As Instituições Federais de Ensino Superior (IFES), signatárias desse documento, foram surpreendidas, na segunda feira 29/11, por um bloqueio dos limites de empenho das universidades e institutos federais, sem prévia comunicação do Ministério da Economia. No dia 01/12, após intensa mobilização da sociedade, o MEC anunciou a devolução dos limites de empenho. No entanto, algumas horas depois, ocorreu novo bloqueio, conforme Decreto nº 11.269 de 30/11/2022.

Os prejuízos, de mais de R$ 45 milhões em repasse não realizados, são gravíssimos e afetam diretamente a autonomia das instituições, representando prejuízo do direito à educação dos estudantes de todas as instituições, além de risco judicial para as instituições.
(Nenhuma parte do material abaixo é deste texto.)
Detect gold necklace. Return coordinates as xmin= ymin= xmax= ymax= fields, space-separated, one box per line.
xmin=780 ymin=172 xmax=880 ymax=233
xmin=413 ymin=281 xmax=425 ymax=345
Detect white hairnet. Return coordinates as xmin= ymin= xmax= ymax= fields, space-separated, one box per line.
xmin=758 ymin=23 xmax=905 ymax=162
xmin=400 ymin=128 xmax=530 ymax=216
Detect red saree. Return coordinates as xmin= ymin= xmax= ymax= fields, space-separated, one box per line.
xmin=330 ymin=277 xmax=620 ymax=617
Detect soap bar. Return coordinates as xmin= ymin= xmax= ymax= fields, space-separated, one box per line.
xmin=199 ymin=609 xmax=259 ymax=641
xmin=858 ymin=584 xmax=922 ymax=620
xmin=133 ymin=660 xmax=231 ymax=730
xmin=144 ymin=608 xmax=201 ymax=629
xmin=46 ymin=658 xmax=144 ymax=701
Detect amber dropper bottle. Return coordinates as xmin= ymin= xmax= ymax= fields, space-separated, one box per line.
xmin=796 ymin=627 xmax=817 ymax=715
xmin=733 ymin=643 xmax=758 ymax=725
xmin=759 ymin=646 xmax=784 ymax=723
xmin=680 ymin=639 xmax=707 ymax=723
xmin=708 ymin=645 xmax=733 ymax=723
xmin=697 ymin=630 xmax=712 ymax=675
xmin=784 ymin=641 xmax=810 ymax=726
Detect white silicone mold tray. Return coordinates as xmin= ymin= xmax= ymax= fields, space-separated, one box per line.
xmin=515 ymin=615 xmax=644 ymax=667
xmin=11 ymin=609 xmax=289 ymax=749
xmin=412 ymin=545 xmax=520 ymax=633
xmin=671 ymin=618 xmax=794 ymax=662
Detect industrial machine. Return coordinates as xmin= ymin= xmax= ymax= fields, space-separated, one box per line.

As IFES estão, no momento, sem recursos financeiros para honrar pagamentos já previstos no orçamento, como a assistência estudantil, bolsas e contas básicas para o funcionamento das universidades, como água, luz, trabalhadores terceirizados e outras obrigações imediatas. Caso a situação persista, poderá afetar também a despesa obrigatória da folha de pagamento.

Considerando que a Educação é o futuro da nação, a sociedade tem o direito de contar com instituições federais de ensino fortes, que formem cidadãos, produzam pesquisa, extensão, cultura e dialoguem com as comunidades. Todo o planejamento orçamentário do ano é realizado no ano anterior e aprovado pelo Congresso Nacional.

As instituições federais de ensino superior já vêm sofrendo com progressivas reduções do orçamento discricionário. No entanto, este derradeiro bloqueio, com seu caráter inesperado e extremamente prejudicial, nos coloca em uma posição crítica perante os compromissos assumidos e afeta diretamente o cumprimento de nossa missão institucional.

Reitor Roberlaine Ribeiro Jorge – Unipampa;

Reitora Lúcia Campos Pellanda – UFCSPA;

Reitora Isabela Fernandes Andrade – UFPel;

Reitor Danilo Giroldo – FURG;

Reitor Júlio Xandro Heck – IFRS;

Reitor Flávio Luis B. Nunes – IFSul;

Reitora Nídia Heringer – IF Farroupilha;

Reitor Luciano Schuch – UFSM;

Reitor Carlos André Bulhões – UFRGS.